State Sen. Dave Min, an Orange County Democrat running for a swing congressional seat, proposed a bill inspired by the Colorado ruling that would let Californians sue to block ineligible candidates from the ballot.
The missives from Kounalakis, Low and Min recalled the combative California vs. Washington dynamic that defined Trump’s White House tenure.
It began immediately after Election Night in 2016, when California Democrats positioned their state as his primary adversary, declaring they would be “the keeper of the nation’s future.”
A flood of anti-Trump measures followed. Then-Attorney General Xavier Becerra sued the administration more than 100 times, contesting a range of issues including environmental regulations, immigration policy and plans for conducting the 2020 census.
The deluge carried over to the state Capitol, where lawmakers introduced reams of bills blasting Trump and safeguarding state laws and regulations from federal encroachment. Some were deliberately provocative, such as the legislation to bar presidential and gubernatorial candidates from the ballot if they did not release their tax returns, as Trump notoriously refused to do.
Then-Gov. Jerry Brown vetoed the tax-returns proposal, arguing it was unconstitutional and would set off a “slippery slope” of requirements for the ballot. Newsom signed an identical bill into law in 2019, but months later, the California Supreme Court overturned it.
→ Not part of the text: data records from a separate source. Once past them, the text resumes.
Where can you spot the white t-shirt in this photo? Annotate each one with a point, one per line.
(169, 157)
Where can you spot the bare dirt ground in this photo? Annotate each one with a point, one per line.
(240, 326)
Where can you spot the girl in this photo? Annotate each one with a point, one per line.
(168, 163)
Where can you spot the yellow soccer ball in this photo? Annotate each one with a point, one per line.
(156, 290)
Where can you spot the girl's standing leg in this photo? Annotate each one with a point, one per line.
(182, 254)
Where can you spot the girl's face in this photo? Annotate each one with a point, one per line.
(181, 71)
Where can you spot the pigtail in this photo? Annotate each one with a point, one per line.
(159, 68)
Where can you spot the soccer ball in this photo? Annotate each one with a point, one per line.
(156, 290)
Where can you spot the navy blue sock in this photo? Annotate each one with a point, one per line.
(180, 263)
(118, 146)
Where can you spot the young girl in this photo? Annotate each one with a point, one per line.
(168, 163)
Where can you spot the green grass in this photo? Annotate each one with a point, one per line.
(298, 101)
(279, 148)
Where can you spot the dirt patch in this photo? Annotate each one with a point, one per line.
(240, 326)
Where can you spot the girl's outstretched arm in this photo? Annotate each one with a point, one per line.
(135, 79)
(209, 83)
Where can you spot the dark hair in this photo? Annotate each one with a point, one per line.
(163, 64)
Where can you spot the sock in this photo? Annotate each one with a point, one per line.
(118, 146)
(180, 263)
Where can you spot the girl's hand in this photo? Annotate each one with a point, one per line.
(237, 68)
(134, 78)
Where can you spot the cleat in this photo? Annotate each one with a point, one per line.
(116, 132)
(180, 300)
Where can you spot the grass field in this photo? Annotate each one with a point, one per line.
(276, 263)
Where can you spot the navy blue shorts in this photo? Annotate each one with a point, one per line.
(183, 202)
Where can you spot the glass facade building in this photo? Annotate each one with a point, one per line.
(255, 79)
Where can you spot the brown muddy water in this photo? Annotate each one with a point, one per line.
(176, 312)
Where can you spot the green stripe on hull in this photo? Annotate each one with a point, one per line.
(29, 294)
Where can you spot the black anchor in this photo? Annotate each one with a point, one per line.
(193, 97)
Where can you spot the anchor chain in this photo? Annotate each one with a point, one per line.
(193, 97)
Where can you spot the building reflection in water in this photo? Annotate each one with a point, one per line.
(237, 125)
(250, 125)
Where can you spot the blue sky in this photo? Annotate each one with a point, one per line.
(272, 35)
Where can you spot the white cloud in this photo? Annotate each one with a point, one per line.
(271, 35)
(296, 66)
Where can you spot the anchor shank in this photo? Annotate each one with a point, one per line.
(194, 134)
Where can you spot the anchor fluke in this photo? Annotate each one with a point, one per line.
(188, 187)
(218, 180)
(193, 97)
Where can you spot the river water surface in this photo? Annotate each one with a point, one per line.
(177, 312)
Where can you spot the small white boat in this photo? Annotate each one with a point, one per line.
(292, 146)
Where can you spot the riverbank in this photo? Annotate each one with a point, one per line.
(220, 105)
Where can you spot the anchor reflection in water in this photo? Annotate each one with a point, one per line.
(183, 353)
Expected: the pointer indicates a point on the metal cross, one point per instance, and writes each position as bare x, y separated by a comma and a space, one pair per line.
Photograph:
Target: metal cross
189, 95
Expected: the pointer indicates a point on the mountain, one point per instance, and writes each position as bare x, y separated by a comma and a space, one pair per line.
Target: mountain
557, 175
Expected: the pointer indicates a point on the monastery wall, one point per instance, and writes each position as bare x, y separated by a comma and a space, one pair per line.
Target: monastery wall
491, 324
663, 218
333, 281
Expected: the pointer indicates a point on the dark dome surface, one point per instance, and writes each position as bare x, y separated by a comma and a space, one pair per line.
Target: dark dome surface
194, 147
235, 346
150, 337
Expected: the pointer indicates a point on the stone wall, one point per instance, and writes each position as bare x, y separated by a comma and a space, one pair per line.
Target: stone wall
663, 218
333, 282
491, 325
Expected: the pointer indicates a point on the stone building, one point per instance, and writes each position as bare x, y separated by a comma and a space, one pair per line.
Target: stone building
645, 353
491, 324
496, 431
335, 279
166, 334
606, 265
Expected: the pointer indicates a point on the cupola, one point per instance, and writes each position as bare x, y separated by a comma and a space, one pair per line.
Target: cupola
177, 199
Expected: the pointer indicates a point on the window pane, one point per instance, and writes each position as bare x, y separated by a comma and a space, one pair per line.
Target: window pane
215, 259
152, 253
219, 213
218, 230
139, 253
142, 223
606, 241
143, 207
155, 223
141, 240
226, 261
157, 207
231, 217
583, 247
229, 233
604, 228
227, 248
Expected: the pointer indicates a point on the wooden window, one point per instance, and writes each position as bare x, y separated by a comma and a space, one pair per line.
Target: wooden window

“That was California trying to poke the bear,” Levinson, the Loyola professor, said of the 2019 law. Now, she said, Weber is navigating thornier territory — whether Trump has violated the so-called “insurrection clause” of the 14th Amendment and is therefore unable to run for president.
“It's an entirely rational decision just to wait for the U.S. Supreme Court,” Levinson said.
Even California Rep. Barbara Lee, a progressive who is part of a lawsuit against Trump for his role on Jan. 6, saw wisdom in Weber’s move.
“Everyone — even Donald Trump — deserves their day in court. If we hope to strengthen and sustain our democracy, no Secretary of State should unilaterally decide who can appear on a ballot,” Lee said in a statement to POLITICO. “I have full faith that the voters of California will once again reject Trump's politics of hate and division and look forward to seeing the former president soundly defeated in 2024.”